According to the A. W. Kuchler U.S. potential natural vegetation types, Tunkhannock Township would have a dominant vegetation type of Northern Hardwood (106) with a dominant vegetation form of Northern hardwood forest (26). The peak spring bloom typically occurs in early-May and peak fall color usually occurs in early-October. The plant hardiness zone is 5b with an average annual extreme minimum air temperature of -10.3 °F.

The climate of Long Pond PA is variable, and ecosystems vary considerably.
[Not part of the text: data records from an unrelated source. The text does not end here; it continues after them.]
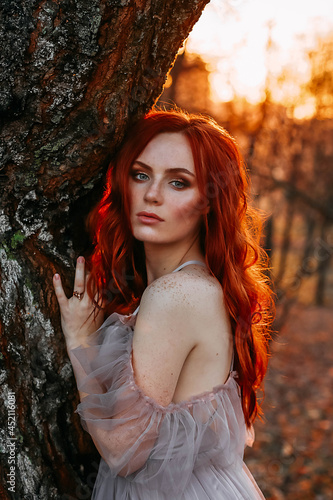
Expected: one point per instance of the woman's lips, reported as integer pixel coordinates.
(148, 220)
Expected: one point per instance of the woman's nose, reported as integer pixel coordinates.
(153, 193)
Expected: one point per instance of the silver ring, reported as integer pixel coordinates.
(78, 295)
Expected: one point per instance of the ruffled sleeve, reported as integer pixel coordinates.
(139, 439)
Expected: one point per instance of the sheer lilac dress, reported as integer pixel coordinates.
(192, 450)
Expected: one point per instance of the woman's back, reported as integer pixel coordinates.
(203, 320)
(183, 450)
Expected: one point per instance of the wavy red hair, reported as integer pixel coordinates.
(229, 238)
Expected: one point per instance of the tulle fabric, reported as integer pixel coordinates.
(191, 450)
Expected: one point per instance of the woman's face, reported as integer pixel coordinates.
(163, 182)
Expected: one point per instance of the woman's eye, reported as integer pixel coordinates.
(180, 184)
(137, 174)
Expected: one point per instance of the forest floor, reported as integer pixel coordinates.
(292, 456)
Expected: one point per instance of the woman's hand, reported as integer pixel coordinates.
(74, 312)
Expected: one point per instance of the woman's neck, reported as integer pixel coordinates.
(161, 260)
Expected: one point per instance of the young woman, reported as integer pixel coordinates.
(168, 380)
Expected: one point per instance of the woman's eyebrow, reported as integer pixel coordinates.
(167, 170)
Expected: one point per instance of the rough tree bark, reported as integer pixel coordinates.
(74, 76)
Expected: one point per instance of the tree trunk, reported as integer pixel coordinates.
(74, 76)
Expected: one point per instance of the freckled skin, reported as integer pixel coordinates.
(182, 324)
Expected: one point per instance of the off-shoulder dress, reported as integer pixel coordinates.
(192, 450)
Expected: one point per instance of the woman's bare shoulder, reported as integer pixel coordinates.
(192, 290)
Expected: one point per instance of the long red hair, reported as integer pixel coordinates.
(229, 239)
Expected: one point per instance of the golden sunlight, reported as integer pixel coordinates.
(251, 45)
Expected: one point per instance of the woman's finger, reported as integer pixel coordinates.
(79, 281)
(59, 291)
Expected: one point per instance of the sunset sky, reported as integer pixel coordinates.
(232, 35)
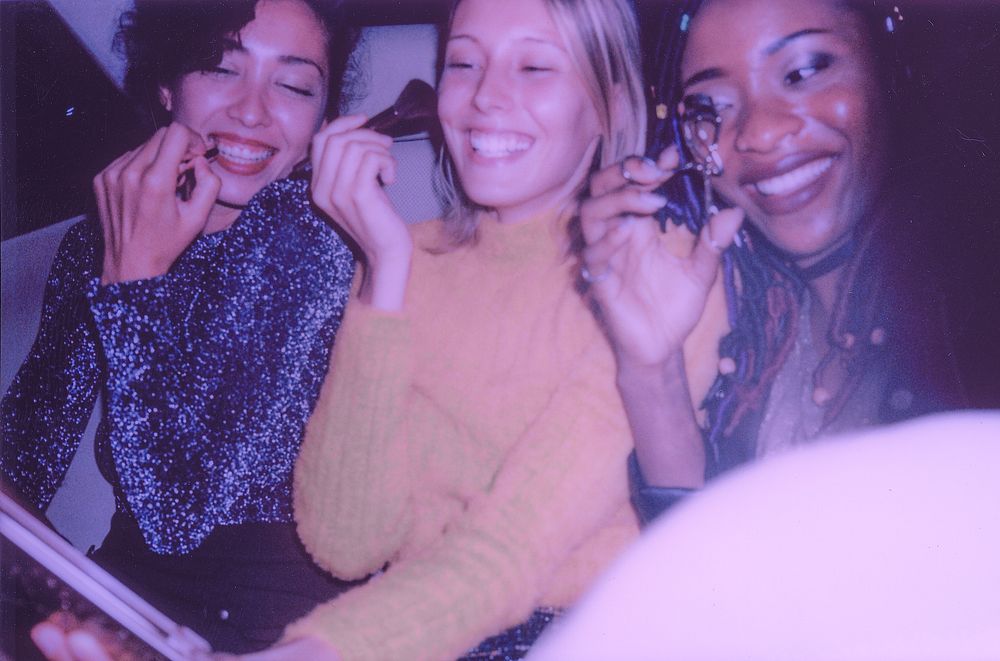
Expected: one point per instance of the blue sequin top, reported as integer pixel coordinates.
(210, 371)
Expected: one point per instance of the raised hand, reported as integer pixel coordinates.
(146, 224)
(651, 287)
(350, 165)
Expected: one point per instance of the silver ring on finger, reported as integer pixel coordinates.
(626, 174)
(593, 278)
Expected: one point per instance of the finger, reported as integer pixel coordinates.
(715, 237)
(355, 190)
(595, 211)
(352, 157)
(378, 166)
(205, 193)
(179, 143)
(327, 181)
(86, 646)
(669, 159)
(51, 641)
(635, 170)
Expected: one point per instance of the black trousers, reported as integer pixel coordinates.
(237, 590)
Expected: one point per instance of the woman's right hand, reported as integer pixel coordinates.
(650, 296)
(146, 225)
(350, 166)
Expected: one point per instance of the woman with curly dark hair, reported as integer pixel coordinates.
(790, 110)
(202, 302)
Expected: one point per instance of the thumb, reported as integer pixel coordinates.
(206, 190)
(717, 235)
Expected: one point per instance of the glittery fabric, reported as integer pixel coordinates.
(516, 642)
(211, 371)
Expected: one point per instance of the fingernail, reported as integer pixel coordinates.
(653, 200)
(653, 168)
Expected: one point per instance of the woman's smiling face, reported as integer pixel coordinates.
(516, 114)
(262, 104)
(800, 138)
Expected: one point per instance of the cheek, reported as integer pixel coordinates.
(299, 124)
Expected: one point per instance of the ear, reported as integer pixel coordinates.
(166, 98)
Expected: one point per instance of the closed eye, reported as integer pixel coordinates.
(301, 91)
(818, 64)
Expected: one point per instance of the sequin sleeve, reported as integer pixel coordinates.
(47, 407)
(214, 367)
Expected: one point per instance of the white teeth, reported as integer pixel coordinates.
(498, 145)
(796, 179)
(243, 153)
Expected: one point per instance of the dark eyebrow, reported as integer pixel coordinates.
(231, 45)
(715, 72)
(784, 41)
(706, 74)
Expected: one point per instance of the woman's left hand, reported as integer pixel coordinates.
(650, 298)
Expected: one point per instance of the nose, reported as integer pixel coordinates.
(493, 90)
(765, 123)
(250, 106)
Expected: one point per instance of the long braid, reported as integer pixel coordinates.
(764, 290)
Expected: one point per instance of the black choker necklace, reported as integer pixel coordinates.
(838, 257)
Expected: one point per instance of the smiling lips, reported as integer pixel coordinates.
(497, 144)
(798, 178)
(242, 156)
(793, 189)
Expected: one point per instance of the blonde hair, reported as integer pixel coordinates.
(603, 39)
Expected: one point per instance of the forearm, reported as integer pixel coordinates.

Ecosystems range from glacial till barrens habitat, known for frost pockets and globally rare flowering species and associated insects. Mixed hardwood deciduous forests and vast peat bog swamps. Frost pockets can occur in this region in typically frost free months of June, July, and August.

The Nature Conservancy and Bethlehem Municipal Water Authority have preserved large tracts of habitat for globally rare species in this and neighboring townships.